Roger, the DJ, makes a swift change to the end-of-match music, swapping an anonymous, vocal-free trance track for Yazz & The Plastic Population’s ‘The Only Way Is Up’. The message is in the music. Appropriately, for a club nicknamed The Rooks, a pair of the said birds appear to be dancing along the touchline.
The stag-do heads for the fleshpots of Brighton, wide grins on their faces, beer in their bellies and the obligatory inflatable penis under the arm of the groom. For the Lewes faithful and their 1000+ owners dotted all over the map, there could just be some light at the end of the tunnel. And it may not be the light of an oncoming train.

After the stoppage-time draw with Leiston, Lewes saw a distinct upturn in their form. In their last ten games of the season, they lost only one. However, eight of those were draws, including one with Grays Athletic, when, after Lewes took a deserved second-half lead, we scored with an added-on-time equaliser through Bradley Fortnam-Tomlinson, to deny Lewes the additional two points.
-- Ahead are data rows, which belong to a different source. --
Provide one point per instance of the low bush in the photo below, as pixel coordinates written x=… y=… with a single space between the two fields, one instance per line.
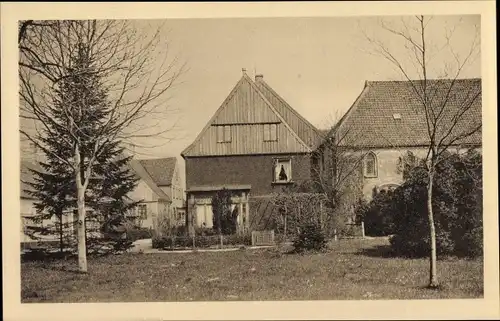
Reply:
x=200 y=241
x=139 y=234
x=457 y=208
x=310 y=238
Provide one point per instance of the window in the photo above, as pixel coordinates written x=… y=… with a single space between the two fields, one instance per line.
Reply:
x=282 y=171
x=224 y=134
x=370 y=165
x=142 y=211
x=270 y=132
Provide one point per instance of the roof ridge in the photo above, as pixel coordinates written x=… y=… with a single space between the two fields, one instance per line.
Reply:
x=287 y=105
x=148 y=180
x=277 y=113
x=214 y=116
x=351 y=109
x=429 y=79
Relegation inevitably followed and it meant Lewes would be reacquainting themselves with life in Ryman Division One South for the 2016-17 season.
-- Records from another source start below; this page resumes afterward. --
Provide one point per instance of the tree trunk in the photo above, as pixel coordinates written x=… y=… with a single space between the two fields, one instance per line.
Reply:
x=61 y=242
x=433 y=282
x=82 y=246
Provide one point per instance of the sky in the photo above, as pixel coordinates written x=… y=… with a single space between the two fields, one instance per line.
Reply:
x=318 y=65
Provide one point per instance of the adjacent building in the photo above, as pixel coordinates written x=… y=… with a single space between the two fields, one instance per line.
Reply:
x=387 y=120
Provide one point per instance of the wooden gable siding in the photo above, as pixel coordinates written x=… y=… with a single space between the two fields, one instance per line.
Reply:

After their relegation, Lewes finished the 2016-17 season in ninth position.
This season, they have improved considerably and at the time of writing sit proudly atop Bostik League South and have a great chance of returning to the Premier Division for 2018-19, although only seven points separate the top six in a very competitive division. If they do achieve promotion, they will again be presented with the challenge of funding a team at that level on limited resources. For their sake, I hope their football budget will stretch well beyond the £2,000 a week in their 2015-16 relegation season. Otherwise they may become one of the ‘Yo-Yo’ clubs of non-league football, which would be very sad for a club with such devoted volunteers who unconditionally support their amazing club.